La cubierta del Ile de France, buque de crucero de la flota Services Maritimes de France, estaba húmeda de mar y niebla cuando Jean-Paul de la Ferrere decidió salir a estirar las piernas luego de terminada la primera comida a bordo. Acodado en la barandilla resbaladiza de proa, buscó un último atisbo de los contornos de Buenos Aires, la ciudad que acababan de dejar atrás. Escudriñando el horizonte con el ceño fruncido y la ayuda de la luz de la luna, finalmente creyó apresar una visión postrera de la ciudad que lo había atrapado en su vorágine de ardor y furia. Jean-Paul de la Ferrere no sabría jamás que su última noche en Buenos Aires, ciudad donde no volvería a poner un pie en la vida, marcaría el destino de dos familias y varias generaciones.
La cena de bienvenida en el salón restaurante de primera clase había sido abundante en platos y vinos exóticos, y el estómago de monsieur De la Ferrere protestaba débilmente contra la carga inesperada de sabores y combinaciones desconocidas. Frotando con delicadeza la curva afectada bajo el chaleco de paño inglés, buscó una reposera y se reclinó con las manos cruzadas sobre el vientre. Los ecos de la orquesta todavía resonaban en el salón de baile vecino al comedor, pero algunas parejas ya comenzaban a aparecer en cubierta para el obligado paseo nocturno.
Monsieur De la Ferrere contempló el borde de las faldas que se deslizaban frente a sus ojos con el crujido inconfundible de la seda nueva, el talle diminuto de las figuras femeninas apresado en corsés implacables, las redondeces de las faldas que se abultaban en la parte posterior en curvas rotundas, casi descaradas. Pensó en el éxito de ese viaje, que acercaría su fama internacional como poeta y académico a América Latina, en la elegancia del alojamiento ofrecido por el diputado Miguel Anchorena, que pese a los detalles de exquisito gusto escogidos por su esposa Delfina, no podía compararse con las residencias de la nobleza francesa que acostumbraba frecuentar.

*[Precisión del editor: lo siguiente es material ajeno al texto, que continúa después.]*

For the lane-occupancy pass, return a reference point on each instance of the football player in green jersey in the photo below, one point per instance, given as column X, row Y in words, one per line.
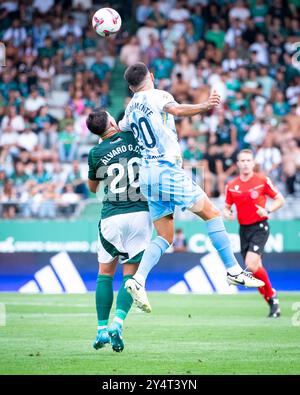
column 125, row 228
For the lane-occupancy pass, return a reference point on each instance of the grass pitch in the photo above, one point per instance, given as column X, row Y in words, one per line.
column 188, row 334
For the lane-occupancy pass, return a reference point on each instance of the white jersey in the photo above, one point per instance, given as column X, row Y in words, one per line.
column 153, row 128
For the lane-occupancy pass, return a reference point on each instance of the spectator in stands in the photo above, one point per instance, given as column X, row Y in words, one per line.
column 16, row 34
column 28, row 140
column 290, row 164
column 100, row 68
column 185, row 68
column 69, row 200
column 70, row 27
column 47, row 207
column 48, row 143
column 145, row 32
column 45, row 72
column 268, row 158
column 226, row 166
column 75, row 179
column 280, row 105
column 33, row 103
column 67, row 144
column 210, row 171
column 12, row 121
column 131, row 52
column 162, row 69
column 225, row 132
column 9, row 199
column 180, row 88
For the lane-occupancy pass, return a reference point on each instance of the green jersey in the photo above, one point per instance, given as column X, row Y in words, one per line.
column 115, row 163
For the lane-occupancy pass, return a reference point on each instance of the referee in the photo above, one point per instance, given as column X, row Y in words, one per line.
column 249, row 193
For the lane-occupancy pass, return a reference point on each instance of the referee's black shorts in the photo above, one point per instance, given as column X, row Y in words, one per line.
column 254, row 237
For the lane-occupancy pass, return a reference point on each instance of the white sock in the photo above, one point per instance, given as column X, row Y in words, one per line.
column 235, row 270
column 140, row 279
column 101, row 327
column 118, row 320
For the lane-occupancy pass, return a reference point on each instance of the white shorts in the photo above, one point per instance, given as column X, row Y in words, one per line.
column 124, row 235
column 166, row 185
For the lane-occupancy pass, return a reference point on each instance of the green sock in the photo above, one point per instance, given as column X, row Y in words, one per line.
column 104, row 298
column 124, row 302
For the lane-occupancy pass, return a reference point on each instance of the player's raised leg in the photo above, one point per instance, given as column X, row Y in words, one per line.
column 136, row 286
column 220, row 240
column 104, row 301
column 123, row 305
column 253, row 262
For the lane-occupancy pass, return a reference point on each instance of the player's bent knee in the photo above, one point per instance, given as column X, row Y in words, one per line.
column 108, row 269
column 205, row 209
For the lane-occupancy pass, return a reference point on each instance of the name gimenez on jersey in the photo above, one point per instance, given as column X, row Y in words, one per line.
column 142, row 107
column 117, row 151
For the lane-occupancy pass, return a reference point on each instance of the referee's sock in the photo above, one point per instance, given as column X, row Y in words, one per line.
column 267, row 290
column 220, row 240
column 151, row 256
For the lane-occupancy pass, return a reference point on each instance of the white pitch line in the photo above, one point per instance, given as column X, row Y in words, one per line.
column 27, row 315
column 46, row 304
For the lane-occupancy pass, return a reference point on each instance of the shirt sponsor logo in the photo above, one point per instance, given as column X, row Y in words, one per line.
column 254, row 194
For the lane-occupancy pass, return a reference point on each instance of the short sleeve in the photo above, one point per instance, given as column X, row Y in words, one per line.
column 124, row 125
column 92, row 169
column 270, row 189
column 228, row 196
column 165, row 98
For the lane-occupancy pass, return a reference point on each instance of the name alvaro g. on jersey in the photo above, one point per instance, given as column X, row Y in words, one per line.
column 115, row 162
column 114, row 152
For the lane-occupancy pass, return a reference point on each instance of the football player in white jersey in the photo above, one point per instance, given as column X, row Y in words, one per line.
column 150, row 115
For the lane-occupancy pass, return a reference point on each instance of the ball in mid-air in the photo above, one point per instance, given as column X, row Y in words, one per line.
column 106, row 22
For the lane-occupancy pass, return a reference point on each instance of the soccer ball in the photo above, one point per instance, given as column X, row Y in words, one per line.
column 106, row 21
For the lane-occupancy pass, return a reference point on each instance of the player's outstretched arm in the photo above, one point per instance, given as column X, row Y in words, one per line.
column 278, row 202
column 187, row 110
column 228, row 214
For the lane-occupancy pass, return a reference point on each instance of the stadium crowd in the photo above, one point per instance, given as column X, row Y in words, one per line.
column 57, row 69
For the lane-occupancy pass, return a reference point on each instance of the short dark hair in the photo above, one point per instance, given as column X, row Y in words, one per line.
column 245, row 151
column 136, row 74
column 97, row 121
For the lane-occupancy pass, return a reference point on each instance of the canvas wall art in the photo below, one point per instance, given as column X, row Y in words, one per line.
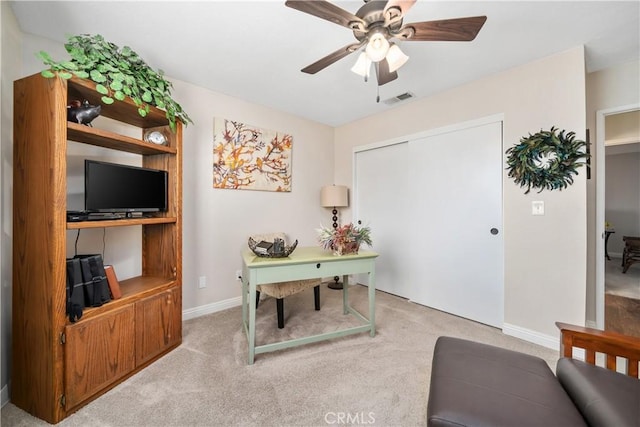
column 246, row 157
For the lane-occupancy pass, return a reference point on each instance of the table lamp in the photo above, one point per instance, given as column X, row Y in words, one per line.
column 334, row 196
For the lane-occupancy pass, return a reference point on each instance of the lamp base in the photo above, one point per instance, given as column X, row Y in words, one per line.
column 336, row 284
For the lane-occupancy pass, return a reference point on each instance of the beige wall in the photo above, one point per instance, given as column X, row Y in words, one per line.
column 545, row 256
column 611, row 88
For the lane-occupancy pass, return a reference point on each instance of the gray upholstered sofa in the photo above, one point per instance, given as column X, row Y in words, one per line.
column 474, row 384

Una joven morena de figura baja y redondeada pasó a su lado del brazo de un caballero mayor. El borde de encaje de la falda clara rozó la punta de charol de los zapatos de monsieur De la Ferrere con un susurro efímero, de notas acariciantes. Pensó en la noche anterior, la última de su esta día en Buenos Aires, en la curva pesada de los pechos de la mujer que lo había acompañado, en el nombre del burdel que había llegado a sus oídos a través de intercambios masculinos mascullados, secretos.

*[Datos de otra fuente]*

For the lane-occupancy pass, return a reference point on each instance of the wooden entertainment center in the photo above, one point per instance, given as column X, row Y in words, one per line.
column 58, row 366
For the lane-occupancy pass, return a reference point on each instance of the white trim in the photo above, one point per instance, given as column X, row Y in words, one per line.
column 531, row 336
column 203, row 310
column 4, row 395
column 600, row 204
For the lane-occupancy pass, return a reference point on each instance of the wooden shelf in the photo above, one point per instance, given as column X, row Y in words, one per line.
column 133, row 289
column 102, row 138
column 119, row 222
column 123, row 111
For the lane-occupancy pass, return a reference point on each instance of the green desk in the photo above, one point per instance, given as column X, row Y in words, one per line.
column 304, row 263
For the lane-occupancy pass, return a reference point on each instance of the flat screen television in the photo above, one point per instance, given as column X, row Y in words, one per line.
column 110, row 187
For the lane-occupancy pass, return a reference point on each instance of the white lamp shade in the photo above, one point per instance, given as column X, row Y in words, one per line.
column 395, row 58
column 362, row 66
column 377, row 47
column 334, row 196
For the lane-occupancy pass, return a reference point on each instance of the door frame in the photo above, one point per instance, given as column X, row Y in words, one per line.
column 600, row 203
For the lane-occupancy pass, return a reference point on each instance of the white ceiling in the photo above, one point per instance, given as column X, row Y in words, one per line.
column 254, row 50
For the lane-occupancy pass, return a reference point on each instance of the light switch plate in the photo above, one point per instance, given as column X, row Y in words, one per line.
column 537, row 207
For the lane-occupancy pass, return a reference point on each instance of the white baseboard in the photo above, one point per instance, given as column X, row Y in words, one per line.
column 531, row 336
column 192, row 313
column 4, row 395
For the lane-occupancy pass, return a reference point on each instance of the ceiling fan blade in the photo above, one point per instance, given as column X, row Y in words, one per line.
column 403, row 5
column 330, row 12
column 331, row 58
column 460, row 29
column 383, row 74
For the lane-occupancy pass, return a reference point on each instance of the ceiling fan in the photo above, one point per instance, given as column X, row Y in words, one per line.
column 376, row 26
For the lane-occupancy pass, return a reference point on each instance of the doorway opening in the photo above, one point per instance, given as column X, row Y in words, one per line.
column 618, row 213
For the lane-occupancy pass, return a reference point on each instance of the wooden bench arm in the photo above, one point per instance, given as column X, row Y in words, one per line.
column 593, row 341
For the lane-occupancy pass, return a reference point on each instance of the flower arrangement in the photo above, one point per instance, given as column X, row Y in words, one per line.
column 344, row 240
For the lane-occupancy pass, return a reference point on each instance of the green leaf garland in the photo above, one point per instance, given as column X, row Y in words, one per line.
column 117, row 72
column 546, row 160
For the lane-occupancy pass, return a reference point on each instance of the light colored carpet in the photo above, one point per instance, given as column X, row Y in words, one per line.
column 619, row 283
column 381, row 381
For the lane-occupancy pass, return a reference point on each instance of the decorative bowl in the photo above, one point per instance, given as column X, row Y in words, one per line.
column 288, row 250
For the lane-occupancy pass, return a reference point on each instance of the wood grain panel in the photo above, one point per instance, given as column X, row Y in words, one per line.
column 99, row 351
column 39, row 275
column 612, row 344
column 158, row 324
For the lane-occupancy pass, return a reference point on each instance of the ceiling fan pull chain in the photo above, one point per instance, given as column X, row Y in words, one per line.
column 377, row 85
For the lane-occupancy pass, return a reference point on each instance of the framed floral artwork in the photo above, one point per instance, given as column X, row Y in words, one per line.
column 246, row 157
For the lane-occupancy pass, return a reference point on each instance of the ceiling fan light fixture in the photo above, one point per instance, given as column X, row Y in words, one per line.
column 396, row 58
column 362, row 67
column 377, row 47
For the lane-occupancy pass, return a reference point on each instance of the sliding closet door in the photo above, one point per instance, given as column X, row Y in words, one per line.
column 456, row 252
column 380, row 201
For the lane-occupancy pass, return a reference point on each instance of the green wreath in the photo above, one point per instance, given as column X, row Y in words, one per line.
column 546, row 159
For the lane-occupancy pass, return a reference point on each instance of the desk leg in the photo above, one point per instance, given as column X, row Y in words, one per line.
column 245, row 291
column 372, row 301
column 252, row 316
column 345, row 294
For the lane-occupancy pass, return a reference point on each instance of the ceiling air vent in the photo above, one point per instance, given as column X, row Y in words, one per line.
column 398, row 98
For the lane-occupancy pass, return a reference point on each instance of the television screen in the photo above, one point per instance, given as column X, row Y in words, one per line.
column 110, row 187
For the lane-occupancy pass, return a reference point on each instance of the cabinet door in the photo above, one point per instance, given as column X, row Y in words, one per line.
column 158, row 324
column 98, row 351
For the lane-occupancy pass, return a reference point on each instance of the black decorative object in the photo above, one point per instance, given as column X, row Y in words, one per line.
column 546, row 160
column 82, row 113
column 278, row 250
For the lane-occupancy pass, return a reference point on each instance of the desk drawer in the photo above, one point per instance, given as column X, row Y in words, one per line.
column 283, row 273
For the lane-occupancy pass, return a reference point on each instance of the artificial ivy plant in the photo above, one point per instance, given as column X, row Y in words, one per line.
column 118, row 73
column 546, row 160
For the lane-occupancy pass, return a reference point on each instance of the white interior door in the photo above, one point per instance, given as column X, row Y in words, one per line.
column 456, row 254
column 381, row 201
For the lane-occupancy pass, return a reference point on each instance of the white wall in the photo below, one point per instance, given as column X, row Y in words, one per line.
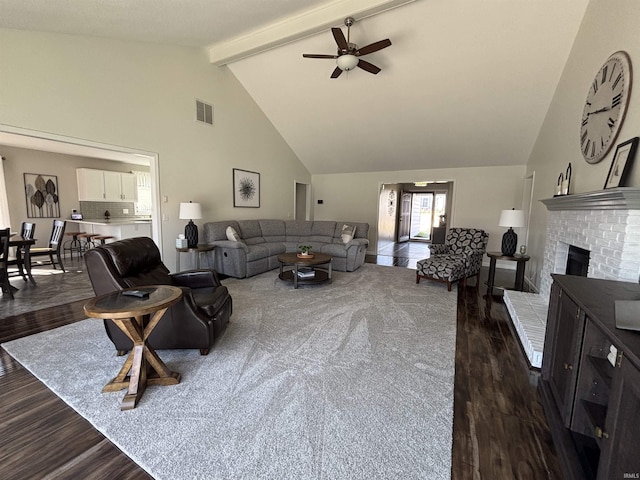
column 142, row 96
column 479, row 194
column 607, row 27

Pensó en palanganas de agua y olor a permanganato, en música y risas apagadas bajo la carga del placer prometido o aguardado, en senos desbordados sobre sábanas húmedas, en visiones secretas ofrecidas sin misterio ni pudor, y el recuerdo se inflamó en sus ingles. Incómodo, se incorporó en la reposera y extrajo la libreta y el lápiz que siempre llevaba en el bolsillo interior de la levita.
Una nube solitaria ensombreció la luna, sumiendo a los paseantes en la oscuridad durante un largo momento. Cuando el resplandor volvió a iluminar la cubierta el lápiz de monsieur De la Ferrere se deslizó sobre el papel con premura, como intentando apresar un recuerdo que ya comenzaba a escurrirse entre sus dedos.